December 10-14, 2012, ENS Lyon.

During this course, we will discuss fault tolerance techniques for high performance computing systems.

Motivation.

In June 2008, the LANL’s Road Runner computing system was the first to cross the hallmark of one Petaflop based on the Linpack benchmark (reaching $1.026 \cdot 10^{15}$ double precision floating point operation per second). Today, only 4 years later, the fastest computing system, the Sequoia BlueGene/Q at LLNL, sustains 16.324 Petaflops. Continuing on the same path, it is expected that as early as 2022, computing systems will conquer the 1 Exaflop milestone ($10^18$ flops). After the multicore revolution of 2000, such performance became achievable only by multiplying the number of computing components (cores) in the parallel machine. When the 2008 Road Runner machine had 122,400 cores, distributed over 20,000 heterogeneous nodes, today’s Sequoia systems exhibits no less than 1,572,864 cores, distributed over 100,000 nodes. The drawback of such exponential increase in the number of components is a disruptive decrease in the reliability of the entire

system. Indeed, the Mean Time To Interruption, defined as the average duration for which all the components of the platform behave as specified, is inversely proportional to the number of components in this platform. When in 2009, the MTTI of the largest supercomputers was estimated close to 4 days, it sharply decrease below a single day (19h04 min) in 2011, and projected to continue its descent in the following years (less than 4h by 2015, less than 2h by 2018). While technical breakthrough will hopefully allow the MTTI to remain in a tolerable area, long running applications need an execution environment more flexible, an environment allowing them to survive for longer period of time either algorithmically or by taking advantage of specialized capabilities of the programming model. Unfortunately, current programming paradigms do not account for such a hardware instability; the failure of a single component (be it memory or computing unit, hard

drive or network card) has a drastic and lasting effect on the computation. Even without accounting for the implicit energy costs, in front of the evolving expectations for the next generation computing platforms MTTI, such approaches cannot reasonably lead to sustainable software solutions.

Overview.

This course will highlight the existing solutions, and present parallel algorithms designed to provide correct solutions despite the presence of failures. We will show how the programming environment can be modified to increase the system reliability and sustainability. The course will start with an introduction to High Performance Programming, its challenges and typical algorithms.

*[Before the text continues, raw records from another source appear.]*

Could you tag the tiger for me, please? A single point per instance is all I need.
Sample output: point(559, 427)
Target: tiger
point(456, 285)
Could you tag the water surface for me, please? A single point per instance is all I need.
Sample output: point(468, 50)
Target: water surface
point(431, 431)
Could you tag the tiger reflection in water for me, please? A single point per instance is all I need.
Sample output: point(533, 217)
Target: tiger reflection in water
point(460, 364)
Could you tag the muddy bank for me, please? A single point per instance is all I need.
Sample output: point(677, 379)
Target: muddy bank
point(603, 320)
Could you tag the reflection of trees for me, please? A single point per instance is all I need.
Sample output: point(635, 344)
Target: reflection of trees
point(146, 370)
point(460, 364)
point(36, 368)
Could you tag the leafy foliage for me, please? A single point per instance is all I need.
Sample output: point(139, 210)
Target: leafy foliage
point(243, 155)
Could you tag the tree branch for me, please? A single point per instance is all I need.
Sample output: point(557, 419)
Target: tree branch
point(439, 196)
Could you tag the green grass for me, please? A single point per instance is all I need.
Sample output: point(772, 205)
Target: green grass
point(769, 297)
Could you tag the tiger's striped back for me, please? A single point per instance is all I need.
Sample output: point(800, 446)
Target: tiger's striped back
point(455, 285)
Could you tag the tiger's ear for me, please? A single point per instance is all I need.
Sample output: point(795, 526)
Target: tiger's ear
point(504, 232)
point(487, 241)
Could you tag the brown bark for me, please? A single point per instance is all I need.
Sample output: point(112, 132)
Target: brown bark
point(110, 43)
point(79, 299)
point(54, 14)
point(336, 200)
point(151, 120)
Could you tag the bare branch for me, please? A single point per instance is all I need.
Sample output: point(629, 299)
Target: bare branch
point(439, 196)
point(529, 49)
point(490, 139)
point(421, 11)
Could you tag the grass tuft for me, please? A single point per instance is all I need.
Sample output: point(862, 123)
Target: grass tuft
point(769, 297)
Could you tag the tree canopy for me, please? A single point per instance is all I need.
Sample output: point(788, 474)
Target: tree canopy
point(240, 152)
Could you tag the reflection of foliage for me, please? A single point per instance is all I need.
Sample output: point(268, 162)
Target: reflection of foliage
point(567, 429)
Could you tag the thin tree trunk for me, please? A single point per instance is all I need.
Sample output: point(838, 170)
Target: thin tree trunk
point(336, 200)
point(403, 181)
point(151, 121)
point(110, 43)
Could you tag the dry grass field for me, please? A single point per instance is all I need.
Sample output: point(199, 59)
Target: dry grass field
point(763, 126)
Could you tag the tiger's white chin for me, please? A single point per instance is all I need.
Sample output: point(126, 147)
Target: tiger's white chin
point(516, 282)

Then we present theoretical as well as practical studies of the many fault-tolerant approaches that have been proposed over the years.

Prerequisite.

The course assumes a general knowledge of algorithms and operating system, as well as a basic understanding of machine architecture and network systems.

Update: bring your laptop! Some exercises on machine will be proposed along the course. Attendants are expected to bring a laptop with a possibility to establish a connection to a distant machine (typically, ssh): please write to the local contact (Yves Robert) if this is not possible for you — we should be able to lend a few laptops to participants.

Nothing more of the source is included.